Kurz und schmerzlos: Indie-Folk ist das kaum mehr, das ist einfach nur noch groß. Bon Iver, der mit schlappen zwei Alben zu einem der wenigen absoluten Kritikerlieblinge wurde, die das Ganze auch mit zählbarer Anhängerschaft untermauern können, hat sich mit seinem dritten Album selbst übertroffen.
Kräftiger Gebrauch von Autotune, ohne dass es scheiße klingt, verschobene Rhythmik, seltsames Computerblubbern, zerschnitte Beats, aus dem Nirwana säuselnde Akustikgitarren:
„22, A Million“ ist so facettenreich wie das Farbspektrum eines Kaleidoskops.

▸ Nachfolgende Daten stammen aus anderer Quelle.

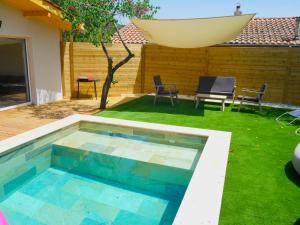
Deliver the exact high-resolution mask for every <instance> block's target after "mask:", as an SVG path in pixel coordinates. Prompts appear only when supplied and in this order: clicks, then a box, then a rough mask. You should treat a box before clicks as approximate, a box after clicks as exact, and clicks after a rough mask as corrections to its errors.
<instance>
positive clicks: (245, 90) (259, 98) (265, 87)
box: [237, 84, 267, 112]
mask: <svg viewBox="0 0 300 225" xmlns="http://www.w3.org/2000/svg"><path fill="white" fill-rule="evenodd" d="M266 90H267V84H263V85H262V86H261V88H260V89H259V90H254V89H247V88H243V89H242V93H244V94H250V95H252V96H247V95H239V96H238V97H237V99H238V100H239V101H240V105H239V109H238V111H239V112H240V111H241V107H242V105H243V103H244V102H247V103H253V104H256V105H258V106H259V111H260V112H261V111H262V107H261V104H262V99H263V97H264V95H265V93H266Z"/></svg>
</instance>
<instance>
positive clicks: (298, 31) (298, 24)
mask: <svg viewBox="0 0 300 225" xmlns="http://www.w3.org/2000/svg"><path fill="white" fill-rule="evenodd" d="M295 40H300V17H296V30H295Z"/></svg>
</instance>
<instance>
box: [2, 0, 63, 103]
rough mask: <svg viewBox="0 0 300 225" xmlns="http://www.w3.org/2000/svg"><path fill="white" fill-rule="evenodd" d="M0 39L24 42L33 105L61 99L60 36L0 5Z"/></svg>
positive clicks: (18, 14) (33, 20)
mask: <svg viewBox="0 0 300 225" xmlns="http://www.w3.org/2000/svg"><path fill="white" fill-rule="evenodd" d="M0 20H2V27H1V28H0V37H14V38H25V39H26V43H27V55H28V65H29V77H30V85H31V96H32V101H33V103H36V104H43V103H47V102H51V101H55V100H60V99H62V85H61V66H60V32H59V30H58V29H57V28H55V27H52V26H50V25H48V24H46V23H43V22H40V21H38V20H34V19H28V18H25V17H24V16H23V13H22V12H21V11H19V10H16V9H14V8H11V7H9V6H6V5H4V4H3V3H0Z"/></svg>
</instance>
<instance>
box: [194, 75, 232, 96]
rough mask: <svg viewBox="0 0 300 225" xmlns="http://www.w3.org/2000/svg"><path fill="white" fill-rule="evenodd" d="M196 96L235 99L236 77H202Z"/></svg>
mask: <svg viewBox="0 0 300 225" xmlns="http://www.w3.org/2000/svg"><path fill="white" fill-rule="evenodd" d="M196 94H211V95H226V96H227V97H228V98H232V99H234V95H235V77H223V76H201V77H199V83H198V87H197V90H196Z"/></svg>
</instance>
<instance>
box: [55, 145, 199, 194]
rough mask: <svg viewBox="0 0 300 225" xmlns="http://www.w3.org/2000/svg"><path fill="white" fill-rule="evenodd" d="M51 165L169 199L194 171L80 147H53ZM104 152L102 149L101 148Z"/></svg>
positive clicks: (55, 145)
mask: <svg viewBox="0 0 300 225" xmlns="http://www.w3.org/2000/svg"><path fill="white" fill-rule="evenodd" d="M52 149H53V150H52V160H51V165H52V166H53V167H56V168H59V169H63V170H67V171H69V172H73V173H77V174H81V175H88V176H93V177H98V178H102V179H107V180H111V181H114V182H119V183H120V184H124V185H128V186H131V187H134V188H139V189H142V190H145V191H151V192H153V193H156V194H162V195H164V196H167V197H170V198H177V197H178V196H181V197H182V196H183V195H184V193H185V190H186V188H187V186H188V183H189V181H190V179H191V176H192V174H193V171H192V170H190V169H182V168H177V167H171V166H166V165H160V164H155V163H149V162H144V161H139V160H133V159H128V158H124V157H120V156H115V155H109V154H105V153H103V151H102V152H99V151H90V150H87V149H83V148H71V147H67V146H63V145H58V144H53V146H52ZM104 152H105V151H104Z"/></svg>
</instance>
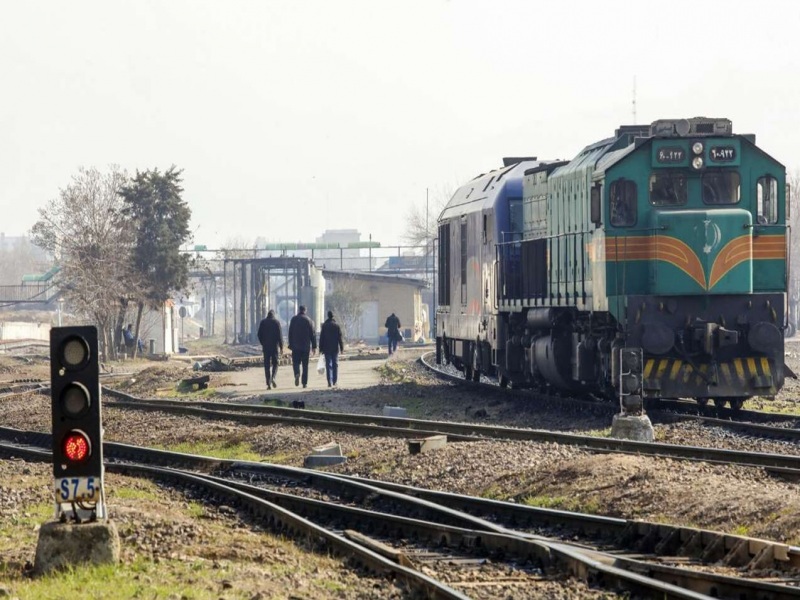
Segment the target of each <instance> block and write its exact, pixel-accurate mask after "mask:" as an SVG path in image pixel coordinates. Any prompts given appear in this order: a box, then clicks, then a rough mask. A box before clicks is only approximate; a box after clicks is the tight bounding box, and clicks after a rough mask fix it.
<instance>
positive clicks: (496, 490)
mask: <svg viewBox="0 0 800 600" xmlns="http://www.w3.org/2000/svg"><path fill="white" fill-rule="evenodd" d="M481 498H486V499H487V500H505V499H506V498H508V494H506V493H505V492H504V491H503V489H502V488H501V487H500V486H499V485H497V484H494V483H493V484H492V485H490V486H489V487H488V488H486V489H485V490H483V491H482V492H481Z"/></svg>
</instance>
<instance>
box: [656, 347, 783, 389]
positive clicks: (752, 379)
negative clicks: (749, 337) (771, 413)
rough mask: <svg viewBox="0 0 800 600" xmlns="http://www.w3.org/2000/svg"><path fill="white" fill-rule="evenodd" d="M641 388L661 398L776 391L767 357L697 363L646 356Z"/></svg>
mask: <svg viewBox="0 0 800 600" xmlns="http://www.w3.org/2000/svg"><path fill="white" fill-rule="evenodd" d="M642 387H643V389H644V392H645V395H647V396H659V397H673V396H681V397H694V396H699V397H705V396H749V395H753V394H761V395H773V394H776V393H777V388H776V385H775V376H774V368H773V365H772V363H771V362H770V360H769V359H768V358H767V357H764V356H753V357H746V358H735V359H732V360H730V361H725V362H716V363H708V362H706V363H700V364H698V363H697V362H695V363H694V365H692V363H690V362H688V361H686V360H683V359H680V358H647V359H645V364H644V383H643V386H642Z"/></svg>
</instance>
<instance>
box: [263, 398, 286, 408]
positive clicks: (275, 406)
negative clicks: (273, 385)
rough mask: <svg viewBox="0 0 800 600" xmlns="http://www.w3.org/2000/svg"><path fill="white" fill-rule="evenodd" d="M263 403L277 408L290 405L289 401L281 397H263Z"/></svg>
mask: <svg viewBox="0 0 800 600" xmlns="http://www.w3.org/2000/svg"><path fill="white" fill-rule="evenodd" d="M261 404H263V405H264V406H274V407H276V408H284V407H286V406H288V405H289V403H288V402H285V401H283V400H281V399H280V398H262V399H261Z"/></svg>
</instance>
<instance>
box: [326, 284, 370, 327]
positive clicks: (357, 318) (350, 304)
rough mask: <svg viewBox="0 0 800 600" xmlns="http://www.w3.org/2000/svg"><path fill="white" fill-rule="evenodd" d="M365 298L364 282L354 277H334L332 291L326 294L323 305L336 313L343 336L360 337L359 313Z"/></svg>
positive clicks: (333, 311) (360, 314) (365, 290)
mask: <svg viewBox="0 0 800 600" xmlns="http://www.w3.org/2000/svg"><path fill="white" fill-rule="evenodd" d="M366 300H367V294H366V290H365V288H364V283H363V282H362V281H359V280H358V279H356V278H355V277H344V276H340V277H336V279H335V280H334V284H333V291H332V292H331V293H330V294H326V296H325V306H326V307H327V310H332V311H333V312H334V314H335V315H336V317H337V319H338V320H339V322H340V324H341V326H342V334H343V335H344V337H345V338H349V339H355V338H356V337H357V336H358V337H360V333H361V327H360V325H361V315H362V314H364V302H365V301H366Z"/></svg>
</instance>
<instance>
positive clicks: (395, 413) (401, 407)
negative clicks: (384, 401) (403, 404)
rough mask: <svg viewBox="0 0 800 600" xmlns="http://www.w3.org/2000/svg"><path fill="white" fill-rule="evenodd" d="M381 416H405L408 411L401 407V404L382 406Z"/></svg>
mask: <svg viewBox="0 0 800 600" xmlns="http://www.w3.org/2000/svg"><path fill="white" fill-rule="evenodd" d="M383 416H384V417H407V416H408V411H407V410H406V409H405V408H403V407H401V406H384V407H383Z"/></svg>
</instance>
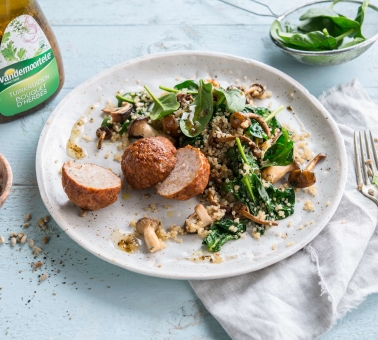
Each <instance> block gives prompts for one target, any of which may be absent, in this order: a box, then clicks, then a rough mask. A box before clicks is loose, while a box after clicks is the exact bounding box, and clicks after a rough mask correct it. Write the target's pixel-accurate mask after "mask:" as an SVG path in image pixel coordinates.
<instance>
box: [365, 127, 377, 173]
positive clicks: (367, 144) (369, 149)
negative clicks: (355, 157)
mask: <svg viewBox="0 0 378 340" xmlns="http://www.w3.org/2000/svg"><path fill="white" fill-rule="evenodd" d="M364 135H365V147H366V153H367V157H368V159H370V160H371V164H369V165H366V167H368V168H369V169H370V170H371V171H373V172H374V171H376V170H377V168H376V167H375V164H373V156H372V154H371V152H370V143H369V140H368V138H367V131H366V130H365V131H364ZM368 173H369V171H368Z"/></svg>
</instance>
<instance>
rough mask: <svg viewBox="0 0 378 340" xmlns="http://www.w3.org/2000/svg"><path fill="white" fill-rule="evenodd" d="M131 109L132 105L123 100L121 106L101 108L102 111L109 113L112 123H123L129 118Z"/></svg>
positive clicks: (130, 114) (103, 111) (132, 109)
mask: <svg viewBox="0 0 378 340" xmlns="http://www.w3.org/2000/svg"><path fill="white" fill-rule="evenodd" d="M132 111H133V105H132V104H130V103H126V102H123V103H122V106H121V107H116V108H105V109H102V112H104V113H108V114H110V116H111V117H112V122H113V123H120V124H123V123H124V122H126V120H127V119H129V118H130V116H131V112H132Z"/></svg>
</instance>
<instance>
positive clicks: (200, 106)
mask: <svg viewBox="0 0 378 340" xmlns="http://www.w3.org/2000/svg"><path fill="white" fill-rule="evenodd" d="M212 90H213V84H211V83H207V84H205V82H204V81H203V80H202V79H201V80H200V82H199V88H198V95H197V96H196V98H195V99H194V102H193V105H191V112H185V113H184V114H183V115H182V117H181V120H180V129H181V131H182V133H183V134H184V135H185V136H188V137H196V136H198V135H199V134H200V133H201V132H202V130H203V129H204V128H205V126H206V125H207V124H208V123H209V121H210V120H211V117H212V116H213V111H214V103H213V94H212Z"/></svg>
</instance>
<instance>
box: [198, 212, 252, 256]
mask: <svg viewBox="0 0 378 340" xmlns="http://www.w3.org/2000/svg"><path fill="white" fill-rule="evenodd" d="M247 222H248V221H245V220H242V221H240V222H235V221H233V220H229V219H222V220H220V221H216V222H214V223H213V225H212V226H211V228H210V233H209V234H208V235H207V236H206V237H205V239H204V240H203V242H202V244H204V245H206V246H207V249H208V250H209V251H212V252H218V251H220V250H221V247H222V246H223V245H224V244H225V243H226V242H228V241H230V240H237V239H238V238H240V235H241V234H242V233H244V232H245V231H246V224H247ZM230 228H231V229H230Z"/></svg>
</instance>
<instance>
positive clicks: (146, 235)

Und es zeigt sich stark infiziert von einem anderen Musiker, der die Grenzen heutiger Hörgewohnheiten erfolgreich dehnt, neu zieht und absteckt: James Blake.
Ohne dabei ein Abklatsch zu sein oder wie dessen Fährtenleser den gleichen Dissonanz-Weg zu gehen, sondern eher in der Tradition künstlerischer Befruchtung, befreit sich Justin Vernon alias Bon Iver auf „22, A Million“ von den Konventionen seines lieb gewonnen Folk-Zuhauses und bricht, im wahrsten Wortsinne, mit den Strukturen und Beats.
Auf Blakes nicht minder famosem „The Colour In Anything“ aus dem Frühling dieses Jahres, durfte man beide gar zusammen erleben, auf dem Song „I Need A Forest Fire“.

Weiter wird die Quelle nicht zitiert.